Fletcher waved his hand. “Certainly,” he returned quickly, a hint of disparagement in his voice, “and so could a steamroller; but a snake would have swallowed its prey. And explain a conceivable way in which it could extract most of the protein from the bodies. No,” Fletcher shook his head with positive conviction, “obviously snakes don’t feed that way.” He fell into a troubled silence while he pondered his next words.
“But these killings were not the beginning,” he finally continued, relighting his briar. “It started about a month ago with the destruction of the insects in this area; and within four or five days it was nearly impossible to find an insect or a spider of any sort. Fed upon in the same manner, countless numbers of their broken remains lay scattered about. Within a week the small rodent population was in the process of being decimated; and it wasn’t
long before dogs and cats and other small mammals that remained outdoors at night met with the same fate. Farmers then began to find livestock killed with all the same attributes, and these losses continue to increase. There’s no doubt about it, Mr. Hasrad, this thing is strong enough now to attack humans and even the larger animals and anything else unfortunate enough to be outside after dark. In all, I know of at least a dozen full grown cows and four or five sheep that have been found—and there are probably many more—crushed and drained of the sustenance this… this, whatever it is, craves!

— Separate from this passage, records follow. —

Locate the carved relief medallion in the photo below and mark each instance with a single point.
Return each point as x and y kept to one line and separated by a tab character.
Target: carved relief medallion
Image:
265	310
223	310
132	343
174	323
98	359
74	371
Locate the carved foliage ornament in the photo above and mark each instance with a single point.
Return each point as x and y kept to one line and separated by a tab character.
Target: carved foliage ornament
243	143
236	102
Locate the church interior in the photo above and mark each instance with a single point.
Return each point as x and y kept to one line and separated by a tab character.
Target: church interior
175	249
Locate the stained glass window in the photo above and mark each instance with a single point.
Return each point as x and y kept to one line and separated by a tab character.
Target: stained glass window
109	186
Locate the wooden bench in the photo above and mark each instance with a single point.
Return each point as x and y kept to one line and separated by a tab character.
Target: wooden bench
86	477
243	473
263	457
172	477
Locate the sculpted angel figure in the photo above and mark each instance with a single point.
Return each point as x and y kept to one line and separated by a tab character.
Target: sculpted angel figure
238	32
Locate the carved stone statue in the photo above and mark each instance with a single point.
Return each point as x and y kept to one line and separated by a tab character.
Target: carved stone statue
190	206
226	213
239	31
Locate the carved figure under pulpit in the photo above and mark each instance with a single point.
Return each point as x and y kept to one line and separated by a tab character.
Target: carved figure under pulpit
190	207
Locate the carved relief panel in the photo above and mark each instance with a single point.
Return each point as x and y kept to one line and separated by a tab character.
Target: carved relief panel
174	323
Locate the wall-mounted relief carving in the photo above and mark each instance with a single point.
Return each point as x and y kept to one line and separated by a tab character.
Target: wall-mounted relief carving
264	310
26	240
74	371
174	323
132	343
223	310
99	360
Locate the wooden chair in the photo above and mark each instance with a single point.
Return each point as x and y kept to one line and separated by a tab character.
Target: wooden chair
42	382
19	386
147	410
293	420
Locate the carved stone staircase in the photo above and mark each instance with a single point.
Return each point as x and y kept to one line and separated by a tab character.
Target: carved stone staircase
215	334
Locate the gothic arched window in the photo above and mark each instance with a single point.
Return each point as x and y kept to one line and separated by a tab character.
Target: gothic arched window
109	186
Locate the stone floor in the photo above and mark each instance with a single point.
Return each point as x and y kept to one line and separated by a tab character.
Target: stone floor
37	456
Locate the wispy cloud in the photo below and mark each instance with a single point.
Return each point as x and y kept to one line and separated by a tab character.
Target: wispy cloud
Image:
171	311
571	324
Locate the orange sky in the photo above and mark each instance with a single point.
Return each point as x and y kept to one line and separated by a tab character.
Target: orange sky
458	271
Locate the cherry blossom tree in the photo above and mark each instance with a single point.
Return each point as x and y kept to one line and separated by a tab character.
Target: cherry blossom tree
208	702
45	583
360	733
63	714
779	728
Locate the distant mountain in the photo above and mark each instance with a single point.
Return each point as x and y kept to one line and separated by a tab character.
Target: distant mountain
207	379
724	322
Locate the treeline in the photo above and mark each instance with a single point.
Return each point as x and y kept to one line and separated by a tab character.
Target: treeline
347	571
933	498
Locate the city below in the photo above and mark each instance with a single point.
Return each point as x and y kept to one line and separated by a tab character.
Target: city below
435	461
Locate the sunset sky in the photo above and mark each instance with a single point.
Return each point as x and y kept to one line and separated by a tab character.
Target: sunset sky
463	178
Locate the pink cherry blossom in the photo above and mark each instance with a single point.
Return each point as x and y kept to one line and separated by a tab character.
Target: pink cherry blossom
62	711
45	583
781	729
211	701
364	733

“No,” he concluded, “we may as well face the fact that it’s not a natural happening susceptible of an ordinary explanation.” He rose and crossed to the bay window. “It won’t be long now,” he stated cryptically, “before you can see for yourself.”
After a sketchy meal cooked on the gas range, they retired to the living room. Fletcher fed the small blaze in the fireplace with pieces of dried driftwood, and shadows danced and jerked over the paneled walls, bringing into momentary clearness the pastoral paintings suspended about, then hiding them in a shadowy background that was vague and indistinct.
Alan could hear the faint sounds of the wind outside grow louder as the autumn darkness deepened. Across the sky it whipped gray storm clouds, sending them scudding before its wild breath. He studied Fletcher seated in his chair beneath the probing rays of a nearby floor lamp which highlighted his face in shocked relief as he stood before one of the windows facing the swamp.